Ein Reporter der Nachrichtenagentur AFP berichtete, dass gepanzerte Fahrzeuge kanadischer Nato-Einheiten durch Arghandab fuhren. Niedrig fliegende Kampfhubschrauber schossen demnach Leuchtraketen ab. Aus umliegenden Dörfern war sporadisches Gewehrfeuer zu hören. Immer wieder stieg auch Rauch auf – offenbar nach Raketenangriffen. Die Isaf beteiligte sich mit einer "bedeutenden" Zahl Soldaten an der Offensive. Das afghanische Verteidigungsministerium teilte mit, Tausende Soldaten seien in den Süden des Landes verlegt worden.

Ahmad Wali Karzai, Chef des lokalen Parlaments in Kandahar und Bruder des afghanischen Präsidenten Hamid Karzai, sprach auf einer Pressekonferenz in Kandahar ebenfalls ausschließlich von Erfolgen. Unter den 25 getöteten Taliban sei auch ein wichtiger Kommandeur der Aufständischen gewesen, so Karzai. Schon am ersten Tag der Operation seien fünf der rund zehn eingenommenen Ortschaften zurückerobert worden, sagte Karzai. Den Namen des angeblich getöteten Kommandeurs gab er mit Mullah Shokor an.

Taliban kündigen neue Anschläge an

Die Taliban ließen die Angaben durch ihren Sprecher Kari Youssuf Ahmadi umgehend dementieren. "Keiner unserer Mudschahidin wurde getötet, vielmehr haben wir der afghanischen Armee und den Kanadiern Verluste zugefügt", behauptete Ahmadi in einem Telefongespräch mit SPIEGEL ONLINE. "Unsere Kämpfer berichten mir von vielen getöteten Feinden, besonders die befreiten Brüder aus dem Gefängnis in Kandahar sind hoch motiviert, weitere Soldaten zu töten", so Ahmadi.
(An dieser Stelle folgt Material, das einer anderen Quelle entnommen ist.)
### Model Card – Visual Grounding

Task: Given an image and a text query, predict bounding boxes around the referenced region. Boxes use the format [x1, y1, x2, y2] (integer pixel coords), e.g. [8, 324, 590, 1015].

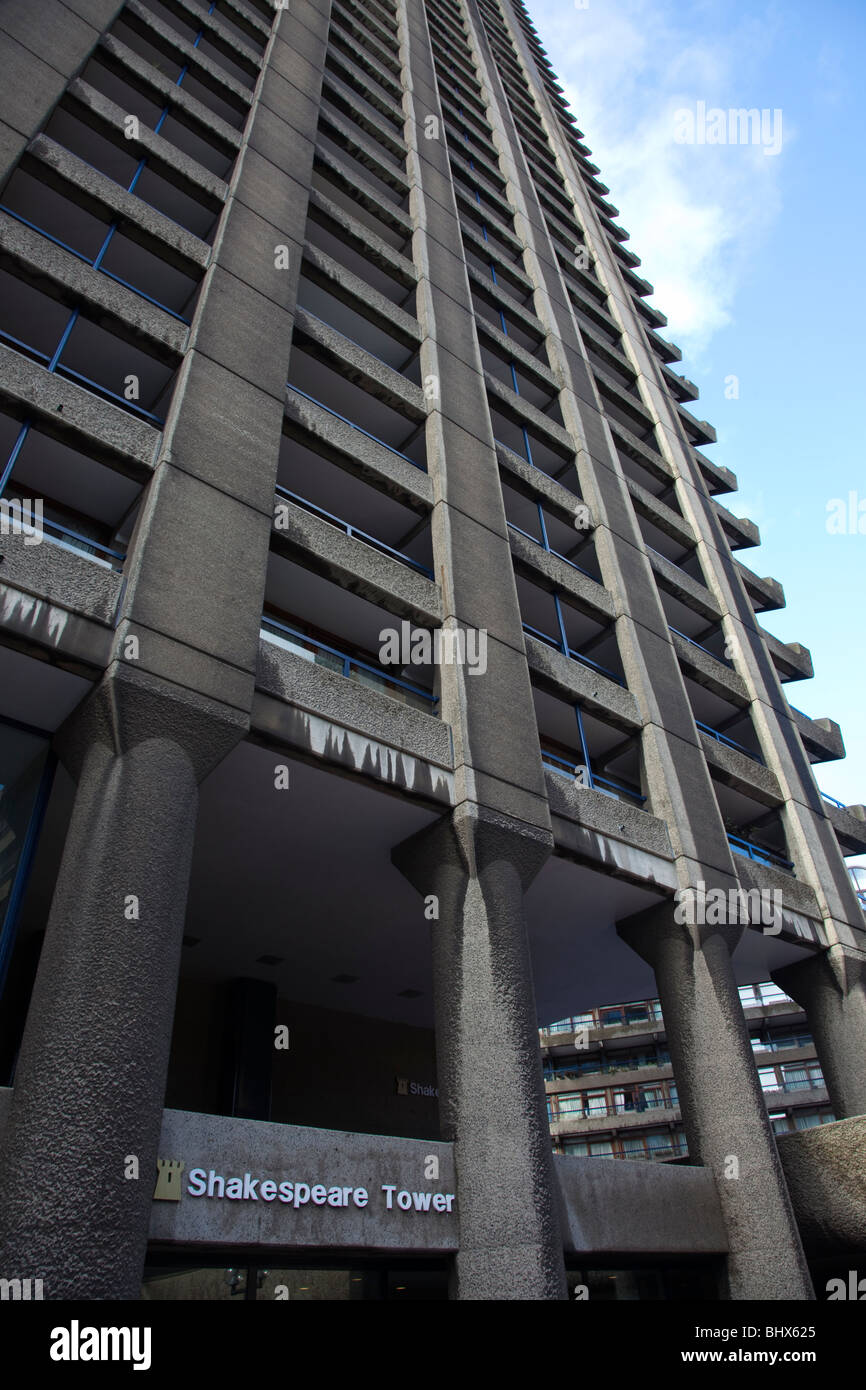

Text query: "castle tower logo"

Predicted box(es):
[153, 1158, 186, 1202]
Er sprach auch von Angriffen, bei denen Armeefahrzeuge erbeutet wurden.

Bisher ist es unmöglich, die Angaben beider Seiten zu verifizieren. Neben einigen lokalen Reportern haben fast alle Einwohner das Gebiet seit dem Einmarsch der Taliban verlassen. General Amenullah Pattyanie, nach eigenen Angaben an der Frontlinie der Kämpfe, sagte SPIEGEL ONLINE am Telefon, die Angaben der Taliban seien falsch. "Wir töten die Feinde, nicht sie uns", so der General. Die Operation soll nach seinen Worten noch drei Tage andauern. "Wir werden die Taliban vertreiben", kündigte der General optimistisch an.

Testfall für Hamid Karzai

Ein Taliban-Sprecher dagegen kündigte vollmundig neue Anschläge und Attacken der Kämpfer an. Konkret habe man mehrere Teams von am vergangenen Freitag befreiten Mudschahidin nach Kandahar entsandt, um dort erneut zuzuschlagen. Am späten Freitagabend hatten die Taliban mit einer kommandoartig geplanten Aktion das Tor des Gefängnisses der südafghanischen Stadt gesprengt und Hunderte Insassen befreit. Der Angriff gilt als Symbol für die instabile Sicherheitslage im Süden Afghanistans.

Die Einnahme der Region nördlich von Kandahar wird in westlichen Militärkreisen als bewusste Provokation der Taliban gesehen, mit der sie Stärke beweisen wollen. Für die Regierung von Hamid Karzai ist die nun angelaufene Operation gerade deshalb so wichtig. Gelingt der afghanischen Armee die Vertreibung der Taliban, wäre dies zumindest ein Beweis von Handlungsfähigkeit, auch wenn die Armee lediglich reagiert, statt dauerhaft für die Sicherheit in der Region sorgen zu können. Misslingt das Vorhaben, steht Karzai schwächer denn je da.